Por su parte, el informe oficial Indicadores demográficos de Cuba y sus territorios 2025, publicado por la Oficina Nacional de Estadística e Información (ONEI) en julio de 2026, registró 68.064 nacimientos y 136.214 defunciones. Las muertes duplicaron los nacimientos y dejaron un saldo natural negativo de 68.150 personas: incluso sin contabilizar la emigración, el país perdió más de 68.000 habitantes por la diferencia entre fallecimientos y nacimientos.
A este panorama se suma el aumento de la mortalidad infantil en la isla. Datos preliminares de la Dirección de Registros Médicos y Estadísticas del Ministerio de Salud Pública (MINSAP), citados por el diario oficial Granma el 2 de enero de 2026, muestran que la tasa pasó de 7,1 muertes por cada 1.000 nacidos vivos en 2024 a 9,9 en 2025. La mortalidad materna también aumentó, de 40,6 a 44,1 fallecimientos por cada 100.000 nacidos vivos.
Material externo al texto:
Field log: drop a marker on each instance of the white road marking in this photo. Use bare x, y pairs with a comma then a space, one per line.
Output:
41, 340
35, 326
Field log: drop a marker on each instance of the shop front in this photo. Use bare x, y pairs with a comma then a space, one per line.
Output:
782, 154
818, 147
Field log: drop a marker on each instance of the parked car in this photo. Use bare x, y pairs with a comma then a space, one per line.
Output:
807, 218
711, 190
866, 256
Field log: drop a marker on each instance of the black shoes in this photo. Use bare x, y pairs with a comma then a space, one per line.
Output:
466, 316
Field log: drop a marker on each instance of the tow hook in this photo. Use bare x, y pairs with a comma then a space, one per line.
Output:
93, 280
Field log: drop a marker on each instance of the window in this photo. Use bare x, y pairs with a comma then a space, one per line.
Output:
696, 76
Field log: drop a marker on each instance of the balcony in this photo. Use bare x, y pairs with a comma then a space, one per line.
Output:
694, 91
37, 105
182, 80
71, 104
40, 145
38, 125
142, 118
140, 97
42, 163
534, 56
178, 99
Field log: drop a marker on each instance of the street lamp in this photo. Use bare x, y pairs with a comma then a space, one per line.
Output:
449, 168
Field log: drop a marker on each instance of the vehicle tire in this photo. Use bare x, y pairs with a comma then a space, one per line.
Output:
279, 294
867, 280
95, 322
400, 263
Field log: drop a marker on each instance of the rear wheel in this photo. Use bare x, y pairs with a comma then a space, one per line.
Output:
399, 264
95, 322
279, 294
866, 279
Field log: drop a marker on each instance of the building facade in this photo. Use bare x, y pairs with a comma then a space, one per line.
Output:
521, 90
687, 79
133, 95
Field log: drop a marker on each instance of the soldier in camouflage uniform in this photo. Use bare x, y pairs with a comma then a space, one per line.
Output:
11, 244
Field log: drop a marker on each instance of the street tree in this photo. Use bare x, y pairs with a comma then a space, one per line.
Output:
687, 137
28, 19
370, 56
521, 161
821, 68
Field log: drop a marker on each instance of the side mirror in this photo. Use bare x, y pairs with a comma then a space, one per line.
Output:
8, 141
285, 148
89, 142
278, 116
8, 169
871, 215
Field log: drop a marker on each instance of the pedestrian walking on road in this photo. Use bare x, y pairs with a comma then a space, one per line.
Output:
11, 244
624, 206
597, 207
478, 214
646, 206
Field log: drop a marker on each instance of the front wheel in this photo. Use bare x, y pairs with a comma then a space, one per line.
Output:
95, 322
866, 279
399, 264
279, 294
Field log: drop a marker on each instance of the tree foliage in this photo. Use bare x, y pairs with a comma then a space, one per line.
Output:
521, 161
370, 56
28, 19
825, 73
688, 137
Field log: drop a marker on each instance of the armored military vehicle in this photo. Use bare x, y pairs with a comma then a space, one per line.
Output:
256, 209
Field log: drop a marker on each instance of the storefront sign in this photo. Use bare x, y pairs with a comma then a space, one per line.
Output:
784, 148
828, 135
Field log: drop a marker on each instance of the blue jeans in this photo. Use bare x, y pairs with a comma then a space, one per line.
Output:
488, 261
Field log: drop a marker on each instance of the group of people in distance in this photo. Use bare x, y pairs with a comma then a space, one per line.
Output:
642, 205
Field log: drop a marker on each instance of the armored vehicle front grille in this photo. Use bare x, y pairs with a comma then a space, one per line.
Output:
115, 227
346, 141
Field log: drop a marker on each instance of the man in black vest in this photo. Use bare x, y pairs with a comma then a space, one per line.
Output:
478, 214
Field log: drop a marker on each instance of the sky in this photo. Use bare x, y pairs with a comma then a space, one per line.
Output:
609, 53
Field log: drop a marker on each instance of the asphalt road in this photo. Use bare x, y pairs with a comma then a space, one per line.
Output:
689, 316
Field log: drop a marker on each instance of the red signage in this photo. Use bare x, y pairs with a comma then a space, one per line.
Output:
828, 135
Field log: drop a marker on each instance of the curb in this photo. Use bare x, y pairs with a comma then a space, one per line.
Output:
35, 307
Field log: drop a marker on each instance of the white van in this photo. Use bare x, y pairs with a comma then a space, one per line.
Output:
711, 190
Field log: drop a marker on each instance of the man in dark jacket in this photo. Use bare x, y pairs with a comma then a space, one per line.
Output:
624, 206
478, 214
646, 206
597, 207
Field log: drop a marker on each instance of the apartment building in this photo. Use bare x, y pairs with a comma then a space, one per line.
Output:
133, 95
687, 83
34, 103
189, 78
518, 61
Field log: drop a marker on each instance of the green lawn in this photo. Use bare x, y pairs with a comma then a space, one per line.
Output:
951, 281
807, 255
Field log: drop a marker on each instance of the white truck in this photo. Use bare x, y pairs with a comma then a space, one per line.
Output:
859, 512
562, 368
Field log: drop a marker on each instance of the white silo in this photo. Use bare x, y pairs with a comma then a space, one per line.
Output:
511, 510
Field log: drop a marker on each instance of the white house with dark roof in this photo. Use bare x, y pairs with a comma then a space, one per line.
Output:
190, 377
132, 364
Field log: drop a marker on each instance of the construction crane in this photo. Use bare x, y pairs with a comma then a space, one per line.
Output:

Estas estadísticas no permiten atribuir directamente el conjunto de las defunciones a la escasez de medicamentos, porque todavía no se ha publicado un desglose completo de las causas de muerte de 2025. Sin embargo, muestran la profundidad del deterioro sanitario y social en el que millones de cubanos deben afrontar la falta de fármacos, la interrupción de tratamientos y las dificultades para acceder a servicios médicos.
El 25 de marzo de 2026, el Sistema de las Naciones Unidas presentó un Plan de Acción Ampliado para Cuba, que dio continuidad a la respuesta a las afectaciones del huracán Melissa e incorporó los efectos humanitarios de la contingencia energética. Extendido hasta diciembre, el plan requiere 93,4 millones de dólares para atender las necesidades críticas de dos millones de personas —aproximadamente uno de cada cinco habitantes del país—, distribuidas en 63 municipios de ocho provincias.
En este escenario, el acceso a los medicamentos, en teoría gratuito, se encuentra condicionado en la práctica por la capacidad económica de cada familia. Quienes disponen de mayores ingresos o reciben ayuda desde el exterior pueden buscar alternativas en el mercado informal; quienes dependen de una pensión o de un salario estatal se enfrentan al riesgo de reducir, espaciar o interrumpir tratamientos indispensables, con el consiguiente peligro para sus vidas.